Kevin Barr remembers performing at one of those parties many years ago.
He said McBean would always rent a big room, provide a huge spread and invite people from all walks of life, which always made for an interesting party.
At the end, McBean always insisted on paying musicians, although Barr said he would have been happy to perform for free.
“You’re going to take the money,” Barr said with a cracking voice, impersonating McBean.
One time, Barr said he received an invitation to meet McBean at a local park. He didn’t know why.
It turns out McBean, an accomplished photographer, just wanted to take his picture.
Barr told the story at one of her birthday parties, as he’d found the situation humourous.
But McBean stopped him on the street about a month later, and wrung him out for insinuating that the invitation had been a date.
“I just want to tell you that I asked you to come and sing, I didn’t ask you to talk,” Barr said, using the same hoarse voice.

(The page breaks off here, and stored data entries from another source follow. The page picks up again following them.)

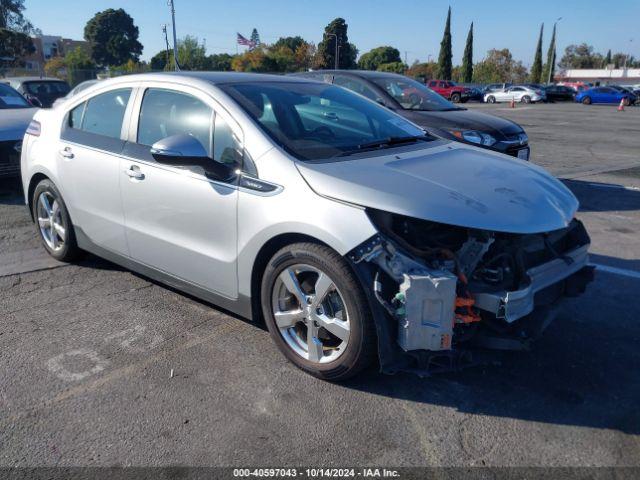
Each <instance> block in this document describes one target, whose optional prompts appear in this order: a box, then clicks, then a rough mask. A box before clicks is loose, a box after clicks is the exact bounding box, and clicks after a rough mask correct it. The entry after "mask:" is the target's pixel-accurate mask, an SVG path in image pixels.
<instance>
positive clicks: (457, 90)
mask: <svg viewBox="0 0 640 480" xmlns="http://www.w3.org/2000/svg"><path fill="white" fill-rule="evenodd" d="M427 87H429V88H430V89H431V90H433V91H434V92H436V93H439V94H440V95H442V96H443V97H444V98H446V99H447V100H451V101H452V102H453V103H460V102H462V103H465V102H467V101H468V100H469V97H470V96H471V89H469V88H467V87H460V86H458V85H456V84H455V83H454V82H451V81H449V80H429V81H428V82H427Z"/></svg>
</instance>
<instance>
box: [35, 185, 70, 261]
mask: <svg viewBox="0 0 640 480" xmlns="http://www.w3.org/2000/svg"><path fill="white" fill-rule="evenodd" d="M36 213H37V216H38V226H39V227H40V235H42V238H43V240H44V241H45V243H46V244H47V246H48V247H49V248H50V249H51V250H52V251H54V252H57V251H60V250H62V248H63V247H64V244H65V241H66V239H67V227H66V225H65V222H64V219H63V216H62V210H61V209H60V203H59V202H58V199H57V198H55V196H54V195H53V194H52V193H51V192H48V191H47V192H42V193H41V194H40V196H39V197H38V202H37V207H36Z"/></svg>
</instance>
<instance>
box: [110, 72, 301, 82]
mask: <svg viewBox="0 0 640 480" xmlns="http://www.w3.org/2000/svg"><path fill="white" fill-rule="evenodd" d="M176 79H183V80H197V81H204V82H207V83H212V84H214V85H223V84H227V83H249V82H289V83H291V82H305V81H306V82H308V80H305V79H303V78H295V77H293V78H292V77H289V76H284V75H270V74H264V73H245V72H192V71H188V72H186V71H181V72H156V73H140V74H135V75H123V76H121V77H114V78H110V79H105V81H108V82H111V83H120V82H128V81H153V80H160V81H175V80H176Z"/></svg>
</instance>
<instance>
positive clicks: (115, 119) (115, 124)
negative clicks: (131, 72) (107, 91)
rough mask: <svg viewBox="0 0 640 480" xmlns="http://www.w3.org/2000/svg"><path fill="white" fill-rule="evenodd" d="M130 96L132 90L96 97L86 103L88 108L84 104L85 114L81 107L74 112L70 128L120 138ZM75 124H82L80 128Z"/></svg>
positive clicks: (83, 105) (102, 135) (102, 95)
mask: <svg viewBox="0 0 640 480" xmlns="http://www.w3.org/2000/svg"><path fill="white" fill-rule="evenodd" d="M130 96H131V89H130V88H121V89H118V90H111V91H109V92H106V93H102V94H100V95H96V96H95V97H93V98H90V99H89V100H88V101H87V102H86V106H85V105H84V104H83V106H82V108H83V109H84V112H81V111H79V110H80V107H76V108H75V109H74V110H72V112H71V115H70V116H69V126H70V127H72V128H79V129H80V130H83V131H85V132H88V133H93V134H95V135H101V136H104V137H109V138H120V133H121V131H122V121H123V120H124V114H125V111H126V109H127V104H128V102H129V97H130ZM75 122H81V124H80V126H79V127H78V126H77V124H76V123H75Z"/></svg>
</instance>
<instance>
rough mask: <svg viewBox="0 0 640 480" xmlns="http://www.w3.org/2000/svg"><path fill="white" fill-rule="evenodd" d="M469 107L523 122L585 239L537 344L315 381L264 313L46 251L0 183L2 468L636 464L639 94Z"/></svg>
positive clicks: (14, 190)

Born in Calgary in 1923, McBean became a Christian at the age of 17, Murphy said.
A year later, she joined the Canadian Women’s Army Corps at a camp in Ontario, where women trained as drivers, cooks, clerks, typists, and telephone operators during World War II.
Following the war she took up a job as a proofreader for Compton’s Encyclopedia in Chicago, where she worked for several years.

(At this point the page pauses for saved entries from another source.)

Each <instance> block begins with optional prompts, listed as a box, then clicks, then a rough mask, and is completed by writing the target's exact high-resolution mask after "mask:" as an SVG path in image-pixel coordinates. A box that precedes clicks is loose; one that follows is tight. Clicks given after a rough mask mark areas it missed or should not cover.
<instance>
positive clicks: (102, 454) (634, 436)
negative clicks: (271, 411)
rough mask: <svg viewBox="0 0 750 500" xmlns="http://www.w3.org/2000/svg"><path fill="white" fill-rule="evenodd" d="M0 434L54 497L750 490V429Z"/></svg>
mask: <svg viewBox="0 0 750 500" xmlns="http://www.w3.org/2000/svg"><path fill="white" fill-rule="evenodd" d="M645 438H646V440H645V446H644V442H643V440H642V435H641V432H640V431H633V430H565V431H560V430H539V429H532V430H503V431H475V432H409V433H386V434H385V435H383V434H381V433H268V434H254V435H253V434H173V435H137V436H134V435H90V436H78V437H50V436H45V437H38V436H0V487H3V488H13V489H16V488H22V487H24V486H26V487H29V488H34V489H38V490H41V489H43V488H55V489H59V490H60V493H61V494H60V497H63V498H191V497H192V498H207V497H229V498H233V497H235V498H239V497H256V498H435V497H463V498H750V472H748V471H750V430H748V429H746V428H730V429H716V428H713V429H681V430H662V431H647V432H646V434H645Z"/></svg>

It was while working for a company in Edmonton that she first came to the Yukon, in 1966, after being commissioned to take pictures of the Sourdough Rendezvous Festival.
In 1979, she moved back to the territory permanently. In 1995, she was commissioned by NorthwesTel to travel to the Northwest Territories to photograph elders around the territory.
She insisted that her photographs not go to the archives but be returned to the elders in the pictures, according to Liz Hanson, who also knew McBean.
“She said it belonged to them,” Hanson wrote in an email.
Since then her photographs have been exhibited around the territory, including at the Hougen’s Centre and the courthouse in Whitehorse.
Hanson said McBean had strong political opinions and wasn’t afraid of sharing those, either.
“It was not unusual for her to call me at home, to express her dismay at the federal government and more recently the territorial government,” Hanson said.
At church, McBean always had a bible verse in her back pocket whenever she heard something she believed to be contentious, Murphy said.
“They didn’t see God the way she did,” she said.
“If she saw a biblical truth not being presented the way it should be, she’d contend it. Gotta give her credit for that.”